I answer instinctively, “We are from Earth”. I sense their astonishment by the answer. They ask nothing thereafter. Hands pull us out like babies dragged from wombs. A new birth after the painful journey. Eyes still cannot stay open. They refuse the light. They like darkness. They are used to it. The ark is hauled to the shore like a man sentenced to hang and pulling the rope behind himself to death spot. When my foot touches the shore, a loud cry leaves my chest to echo in the world. I kneel to smell and kiss the sand of the beach. I act instinctively. I sit to watch the ark as they take corps one after another: children, women and elderly, all put in blue plastic bags. Each body has enough space now, to stretch. No more gatherings, tightness and squeeze. They are free now.

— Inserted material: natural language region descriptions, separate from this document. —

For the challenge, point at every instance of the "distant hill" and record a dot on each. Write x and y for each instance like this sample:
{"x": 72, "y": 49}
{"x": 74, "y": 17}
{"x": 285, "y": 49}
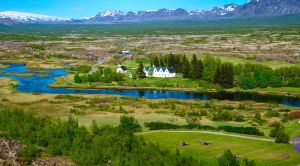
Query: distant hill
{"x": 267, "y": 8}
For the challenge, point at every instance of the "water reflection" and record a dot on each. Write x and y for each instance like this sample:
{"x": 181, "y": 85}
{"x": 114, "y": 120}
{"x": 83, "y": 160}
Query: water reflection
{"x": 38, "y": 83}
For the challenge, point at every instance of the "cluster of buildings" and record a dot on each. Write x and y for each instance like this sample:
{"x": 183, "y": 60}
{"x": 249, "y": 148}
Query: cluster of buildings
{"x": 159, "y": 72}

I feel desire for revenge. I only find that wicked ark in front of me. I stand up. Speed up. Shout loudly and throw stones at its wrecked body. All stones go to that small tiny hole we used for seeing the outside world. It swallows all stones one by one. Others join. They scream and throw stones. The ark continues to swallow stones from the small hole. That nasty hole eats the entire universe.

Eventually the ark sinks. We hear it screaming on the way down. We look at each other. We are empty, with all possessions in that ark where the dark room is, where that tiny hole is.
The hole resembles Jesus’s body. We run towards it to erase sins. That hole is our presence. It is everything we have. Apart from that, nothing is worthy.